At the 1998 ASCO meeting, several presentations evaluated different
transplant modalities, ie, single vs tandem high-dose chemotherapy,
tandem vs triple high-dose chemotherapy, and purging of tumor cells
from peripheral blood stem cells.[12,13] The exploratory nature of
these trials and preliminary results underscore the need for large,
prospective clinical trials to address these questions.
On the basis of the limited data available to date from randomized,
prospective trials, high-dose chemotherapy cannot yet be considered
state-of-the-art treatment for advanced breast cancer and
should be offered only to patients in the setting of clinical trials.
The final results of such large prospective trials are eagerly
awaited (Table 1).
If multiagent chemotherapy and dose escalation prove to be suboptimal
in conferring a consistent survival advantage in metastatic breast
cancer, other strategies must be pursued. These include the
development of newer active drugs, or the exploration of different
alternatives, for example, biological therapies.

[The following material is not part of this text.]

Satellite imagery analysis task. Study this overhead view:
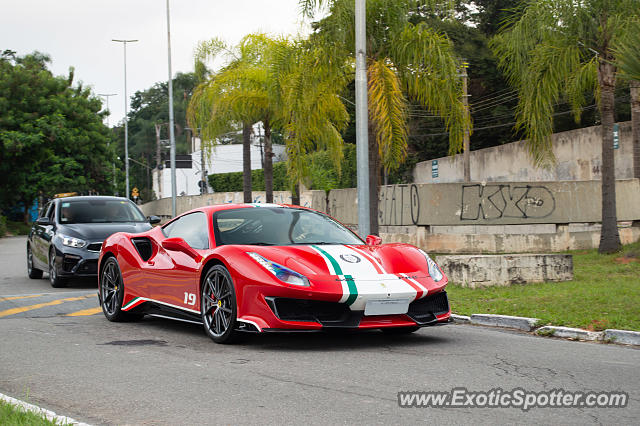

The taxanes, ie, paclitaxel and docetaxel, are a relatively new
addition to the chemotherapeutic arsenal against breast cancer. Their
mechanism of action involves the formation of polymerized
microtubules and their stabilization against the forces that lead to
depolymerization. Proapoptotic effects, as well as antiangiogenic
actions, may also be clinically relevant.[14,15]
The determination of optimal dosing and scheduling of taxanes has
been an important objective during their development. While the
clinical development of docetaxel has largely involved a single
administration schedule (1-hour infusion) and a narrow dose range (60
to 100 mg/m²), the range of paclitaxel doses and schedules has
been broader (varying from 80 to 250 mg/m² infused over 1 hour
weekly to 3-, 24-, or even 96-hour infusions every 3 weeks).